Ах ты, матушка родима… не плачь, не рыдай…
Если я уйду навеки – то в Господень Рай…
А в Раю – поют павлины… да цветут цветы…
Там же, матушка родная, будешь со мной ты…
Ой, родимый мой сыночек!.. Не хочу я в Рай…
Ты на той войне горючей – ой, не умирай…
Ой ты матушка родима… матушка моя…
Что ж для смертушки горючей родила меня…
Ты прости, прости, сыночек… то твоя судьба…
Что для смертушки горючей родила тебя…
Оборвала песню. Слова, приходящие ниоткуда, снова ушли в никуда.
АЛЕНА И МОНАХИ
На другое утро она попросилась у Руслана отлучиться на сутки.
Не стреляли. Тишина висела в воздухе медленно летящим снеговым флагом.
Она поехала – на чеченской попутке, на старом «уазике», на дороге поймала, руку потянула и остановила, – в заброшенный в горах старый православный монастырь.
Ей сказали: в монастыре живут три монаха, стены почти развалились, там и храмы сохранились, и кельи в пещерах. На праздники верующий народ со всех гор туда движется. Даже сейчас тащится, во время войны. И пули им нипочем… молельникам.
Перед разрушенными, похожими на гнилые зубы, кирпичными воротами Алена глубже надвинула пилотку на лоб и смущенно перекрестилась, будто клюнула себя щепотью: раз-два-три-четыре. Пошла по узкой тропинке, протоптанной в снегу.
Странная тишина. Не свистят пули, не грохочут разрывы.
Ни души. Никого. Шла медленно. Впервые на войне безоружная. «Моську» Руслану на хранение оставила.
Так загадала себе насмешливо: ну вот, молиться дура поехала, какое же тут, на молитве, оружие; если подстрелят птичку, это, значит, богу угодна моя смерть.
О своей смерти приучилась думать спокойно, как о чужой.
А о боге… Что о нем думать? Если все говорят, что он есть, значит, есть.
Шла по тропе, по истоптанному снегу. Никогда Алена не была верующей. Ее крестили очень давно, во младенчестве – мать сказала ей: ты орала без перерыва, все устали от твоих воплей, и бабушка Наталья сама понесла тебя в церковь – крестить. Алене было тогда два месяца от роду.

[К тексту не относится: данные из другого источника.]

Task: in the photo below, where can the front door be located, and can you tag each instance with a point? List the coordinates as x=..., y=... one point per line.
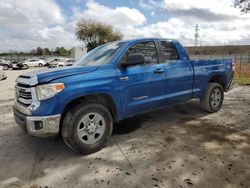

Почему она поехала сюда? Да еще без оружия, дура. Хоть бы пистолет у Руслана взяла.
Мо-лит-ва. Мо-лить-ся. Она шла по зимней тропе и повторяла эти слова как молитву.
Она не умела молиться. Ее никто молиться не учил. Ни бабушка Наталья – православным, ни баба Апа – татарским молитвам. Бабушки только вздыхали: был бы ребенок сыт и счастлив, вот лучшая молитва. Ребенок… Ре-бе-нок…
Сапоги хрустели по снегу, скрипели: хр-р-р-хр-р-р. Она поехала сюда, чтобы помолиться. Чтобы ее научили. Да нет, нет даже, не за этим. Просто – помолчать. Может быть, поплакать.
За годы работы с Русланом, за годы жестокой жизни с ним – сначала в ее родном городе, потом на войне – она разучилась плакать. Соленая водичка иногда течет по щекам. Текла. Там. Давно. В другой жизни.
Что такое бог? Может ли он утешить человека?
Когда у нее было горе, бог ее не утешил. Не помог. Утешил ее Руслан. Он окунул ее мордой в дерьмо и сказал: нюхала? Не хочешь жрать? Если не хочешь – иди со мной. Я тебя накормлю и развлеку.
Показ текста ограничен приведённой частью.